When the General Data Protection Regulation (GDPR) turns into law all over the EU, it will also influence non-EU states. This is because GDPR relates to all companies and organizations that are involved in the handling of the private data of people who are in the EU, regardless of where that company or organization is based.
This doesn’t apply to EU residents only, but to residents of any state who are in the European Union when data is gathered from them and handled. It is also worth noticing that GDPR rules don’t apply to EU residents whose private data is gathered and handled outside of the European Union. The requirement for GDPR compliance can be tough for non-EU states, like the US, as their viewpoint to the safety of private data is awfully different from that of the European Union.
The EU viewpoint on Data Safety
The philosophy behind GDPR is that every person must be permitted to secrecy as a fundamental human right. This is the reason the new rule sets out to harmonize the way that private data is handled all over the European Union. The conditions help to make sure that private data is dealt with securely, to safeguard the secrecy of people.
The US Viewpoint on Data Safety
In the US, there is no general expectation of secrecy. In its place, private data tends to be controlled based on the subject matter. Instances of this are HIPPA which controls health data and GLBA which controls fiscal data. This means is that some data which is safeguarded by GDPR conditions might not be safeguarded as per US law. For that reason, handling the private data of EU residents will have different laws attached to it compared to handling the private data of non-EU inhabitants, when GDPR turns into law.

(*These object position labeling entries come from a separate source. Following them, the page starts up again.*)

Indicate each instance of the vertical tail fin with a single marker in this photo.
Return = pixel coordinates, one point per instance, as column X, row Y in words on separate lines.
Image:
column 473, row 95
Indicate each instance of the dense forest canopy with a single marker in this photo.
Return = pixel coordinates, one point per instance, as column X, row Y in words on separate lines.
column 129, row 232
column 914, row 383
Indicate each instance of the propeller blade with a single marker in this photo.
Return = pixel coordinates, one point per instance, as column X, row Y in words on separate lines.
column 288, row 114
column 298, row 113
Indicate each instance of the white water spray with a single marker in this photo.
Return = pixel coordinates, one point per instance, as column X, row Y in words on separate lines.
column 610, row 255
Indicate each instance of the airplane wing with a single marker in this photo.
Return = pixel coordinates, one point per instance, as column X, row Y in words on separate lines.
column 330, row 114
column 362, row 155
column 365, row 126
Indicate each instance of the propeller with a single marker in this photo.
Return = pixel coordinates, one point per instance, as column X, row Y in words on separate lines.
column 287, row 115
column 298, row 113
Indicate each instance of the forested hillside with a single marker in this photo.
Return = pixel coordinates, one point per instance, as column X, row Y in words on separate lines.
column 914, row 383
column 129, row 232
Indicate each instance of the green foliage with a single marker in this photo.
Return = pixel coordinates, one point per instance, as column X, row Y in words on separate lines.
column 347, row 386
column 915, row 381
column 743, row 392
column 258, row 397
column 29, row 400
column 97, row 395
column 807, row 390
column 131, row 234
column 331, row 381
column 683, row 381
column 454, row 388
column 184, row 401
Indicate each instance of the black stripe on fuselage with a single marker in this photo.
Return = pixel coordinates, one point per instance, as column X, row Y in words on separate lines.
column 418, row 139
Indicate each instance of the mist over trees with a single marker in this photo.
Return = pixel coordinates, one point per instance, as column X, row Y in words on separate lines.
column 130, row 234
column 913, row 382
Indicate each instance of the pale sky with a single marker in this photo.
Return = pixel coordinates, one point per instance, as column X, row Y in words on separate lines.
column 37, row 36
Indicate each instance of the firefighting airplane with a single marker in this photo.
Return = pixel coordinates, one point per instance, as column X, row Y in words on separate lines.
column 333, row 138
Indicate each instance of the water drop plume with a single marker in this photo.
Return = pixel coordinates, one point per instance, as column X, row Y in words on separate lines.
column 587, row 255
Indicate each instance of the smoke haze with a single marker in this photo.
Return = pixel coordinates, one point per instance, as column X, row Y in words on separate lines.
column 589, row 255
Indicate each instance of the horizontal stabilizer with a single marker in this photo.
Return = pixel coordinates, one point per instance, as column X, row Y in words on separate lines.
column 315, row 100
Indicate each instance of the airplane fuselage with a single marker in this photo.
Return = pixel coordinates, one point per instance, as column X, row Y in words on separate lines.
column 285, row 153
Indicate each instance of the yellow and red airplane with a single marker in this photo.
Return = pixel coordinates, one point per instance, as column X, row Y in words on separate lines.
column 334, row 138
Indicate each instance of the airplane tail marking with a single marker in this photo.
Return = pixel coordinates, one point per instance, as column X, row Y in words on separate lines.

How does this Influence US Firms?
Dealing with 2 different viewpoints towards data safety is expected to be extremely difficult for several US organizations and companies. It will be too difficult to have different systems for different sets of clients, based on where they are situated. It’s also worth noticing that one person might be subject to 2 different groups of laws. For instance, a man might buy a TV from a US firm, while at home in Texas. The data handled would be subject to US laws. He might then go on holiday to France and order additional equipment from the same seller when he is away. The data handled would be dependent on GDPR laws, as the man is in the European Union at the time of handling. You can see how complex the state of affairs can get.
This is why the most suitable method to adopt would be to handle data safety as an all-inclusive requirement in all phases of data handling. This is a less complex method in the long-term and assists to make sure that organizations and businesses are complying with the GDPR. It is yet to be seen how many US companies and organizations adopt this method.